FLEET OPERATORS TO BE INVITED
10.30 -11.00 BREAK
11.00-12.30 DUAL FUEL ENGINE CERTIFICATION: READY FOR “PRIME TIME” IN THE MARKET PLACE
Dual fuel engines are allowed under UN ECE Regulation 110 but certification to allow them to operate must be done on a country-by-country basis. There currently is a ‘reservation’ for certification procedures and test methods within UNECE Regulation 115 but much needs to be accomplished before these engines can be certified for operation on a world-wide basis. Until R.115 can be amended effectively, the commercial progress of dual fuel vehicles will be challenged. Regulatory and standards experts from countries with experience or that are considering dual fuel gas engine technology will discuss what needs to be done to create test procedures, test fuels, and related procedures to bring the technology commercially on par with traditional fuelled and alternatively fuelled engines and technologies. Brief presentations will be followed by in-depth discussion among the panelists and with the audience.

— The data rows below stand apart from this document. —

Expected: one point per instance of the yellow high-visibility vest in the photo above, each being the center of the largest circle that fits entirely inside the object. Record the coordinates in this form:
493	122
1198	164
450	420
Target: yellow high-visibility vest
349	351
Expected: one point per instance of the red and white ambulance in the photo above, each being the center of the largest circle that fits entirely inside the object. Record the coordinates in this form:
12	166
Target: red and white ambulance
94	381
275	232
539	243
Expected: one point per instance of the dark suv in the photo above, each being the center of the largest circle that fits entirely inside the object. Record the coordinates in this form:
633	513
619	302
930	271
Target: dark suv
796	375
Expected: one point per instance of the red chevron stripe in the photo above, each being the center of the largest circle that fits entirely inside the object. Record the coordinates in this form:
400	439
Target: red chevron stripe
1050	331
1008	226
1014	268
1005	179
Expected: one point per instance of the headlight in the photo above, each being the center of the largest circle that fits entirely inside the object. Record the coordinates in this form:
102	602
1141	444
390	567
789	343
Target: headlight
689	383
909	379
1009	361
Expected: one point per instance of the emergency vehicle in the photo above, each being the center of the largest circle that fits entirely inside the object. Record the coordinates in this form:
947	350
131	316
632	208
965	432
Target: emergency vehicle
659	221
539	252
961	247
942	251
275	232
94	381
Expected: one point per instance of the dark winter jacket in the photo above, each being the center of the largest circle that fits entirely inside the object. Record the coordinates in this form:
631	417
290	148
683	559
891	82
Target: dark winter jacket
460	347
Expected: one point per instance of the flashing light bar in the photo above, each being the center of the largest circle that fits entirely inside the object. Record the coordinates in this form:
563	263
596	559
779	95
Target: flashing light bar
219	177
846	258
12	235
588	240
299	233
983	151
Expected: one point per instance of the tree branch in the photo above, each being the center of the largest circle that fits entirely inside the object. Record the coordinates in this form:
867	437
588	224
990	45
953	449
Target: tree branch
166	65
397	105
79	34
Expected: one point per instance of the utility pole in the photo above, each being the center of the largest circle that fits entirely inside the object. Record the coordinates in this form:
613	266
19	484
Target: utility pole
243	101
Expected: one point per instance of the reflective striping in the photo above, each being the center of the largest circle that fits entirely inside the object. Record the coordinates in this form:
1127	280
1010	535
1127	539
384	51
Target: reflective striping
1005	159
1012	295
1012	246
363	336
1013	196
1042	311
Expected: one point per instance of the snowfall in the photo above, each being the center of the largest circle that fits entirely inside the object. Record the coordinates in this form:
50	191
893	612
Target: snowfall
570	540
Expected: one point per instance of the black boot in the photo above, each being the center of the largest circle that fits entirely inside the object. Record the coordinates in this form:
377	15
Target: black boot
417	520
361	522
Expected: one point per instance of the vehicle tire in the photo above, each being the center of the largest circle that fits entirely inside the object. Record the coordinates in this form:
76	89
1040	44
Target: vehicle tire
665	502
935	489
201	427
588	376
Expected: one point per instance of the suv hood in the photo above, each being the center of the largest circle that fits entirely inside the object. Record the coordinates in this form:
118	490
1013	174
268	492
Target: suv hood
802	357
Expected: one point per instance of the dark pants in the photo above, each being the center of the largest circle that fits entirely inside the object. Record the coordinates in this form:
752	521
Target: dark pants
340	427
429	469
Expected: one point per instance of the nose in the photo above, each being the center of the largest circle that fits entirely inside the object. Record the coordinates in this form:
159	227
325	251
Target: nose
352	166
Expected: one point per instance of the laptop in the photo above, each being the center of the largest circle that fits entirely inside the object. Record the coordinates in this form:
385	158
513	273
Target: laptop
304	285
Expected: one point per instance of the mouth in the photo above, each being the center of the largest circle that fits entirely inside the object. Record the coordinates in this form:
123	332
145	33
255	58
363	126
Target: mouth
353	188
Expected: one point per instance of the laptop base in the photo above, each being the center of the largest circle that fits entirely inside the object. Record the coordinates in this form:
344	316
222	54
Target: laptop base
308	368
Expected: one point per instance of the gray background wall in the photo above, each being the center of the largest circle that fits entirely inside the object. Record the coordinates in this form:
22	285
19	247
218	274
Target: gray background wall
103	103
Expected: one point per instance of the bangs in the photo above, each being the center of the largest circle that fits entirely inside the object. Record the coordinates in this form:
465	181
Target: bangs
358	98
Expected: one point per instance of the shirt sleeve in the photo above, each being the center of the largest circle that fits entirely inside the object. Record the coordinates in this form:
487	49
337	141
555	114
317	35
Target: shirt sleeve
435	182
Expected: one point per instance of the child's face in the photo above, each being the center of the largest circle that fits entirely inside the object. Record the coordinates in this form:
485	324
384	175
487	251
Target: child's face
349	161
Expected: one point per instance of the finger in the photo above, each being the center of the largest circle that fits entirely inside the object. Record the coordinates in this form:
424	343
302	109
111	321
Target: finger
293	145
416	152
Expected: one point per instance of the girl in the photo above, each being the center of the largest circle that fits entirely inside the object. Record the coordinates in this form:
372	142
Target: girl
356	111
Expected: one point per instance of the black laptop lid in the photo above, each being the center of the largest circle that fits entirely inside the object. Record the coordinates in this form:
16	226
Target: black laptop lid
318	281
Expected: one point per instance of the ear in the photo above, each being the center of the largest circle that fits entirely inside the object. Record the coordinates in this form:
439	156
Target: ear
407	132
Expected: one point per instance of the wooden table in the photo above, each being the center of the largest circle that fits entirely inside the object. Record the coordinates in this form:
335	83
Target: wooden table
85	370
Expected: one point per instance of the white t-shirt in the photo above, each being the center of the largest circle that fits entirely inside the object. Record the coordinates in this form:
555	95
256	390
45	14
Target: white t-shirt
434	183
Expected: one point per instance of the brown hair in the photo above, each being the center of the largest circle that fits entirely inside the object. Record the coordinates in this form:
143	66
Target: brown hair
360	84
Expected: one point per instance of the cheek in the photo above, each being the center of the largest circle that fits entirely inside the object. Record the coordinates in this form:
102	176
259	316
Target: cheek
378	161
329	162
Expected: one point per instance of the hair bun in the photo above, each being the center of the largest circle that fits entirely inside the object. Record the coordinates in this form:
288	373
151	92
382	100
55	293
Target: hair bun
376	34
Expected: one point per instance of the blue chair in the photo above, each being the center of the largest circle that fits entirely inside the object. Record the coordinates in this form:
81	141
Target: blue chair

Moderator: Martin Seifert, Swiss Water & Gas Association
• United Nations Regulations: What’s required to develop certification procedures for dual fuel engines?, André Rijnders, RDW, Vehicle Technology and Information Centre, Ministry of Transport and Public Works (Netherlands)
• German Dual Fuel Engine Certification Experience and Prospects, TUEV Saarland Automobil GmbH – TUV Rheinland Group (Germany) (invited).
• Certification Regulations for LPG/Diesel Engines (Speaker to be determined)
• Emissions Testing Issues for Dual Fuel Engines (Speaker to be determined)
12.30-13.15 NEXT STRATEGIC STEPS INTO THE MARKET: THE FUTURE OF DUAL FUEL
An interactive discussion between panelists selected from the session presenters and the audience will provide the final results of the workshop activities, with an eye toward pursuing activities and strategies to further develop the world-wide markets for dual fuel gaseous/diesel technology. The discussion will focus on gaps and needs for further research, development and practical applications, including the development of international dual fuel regulations that will provide for full certification of the engines.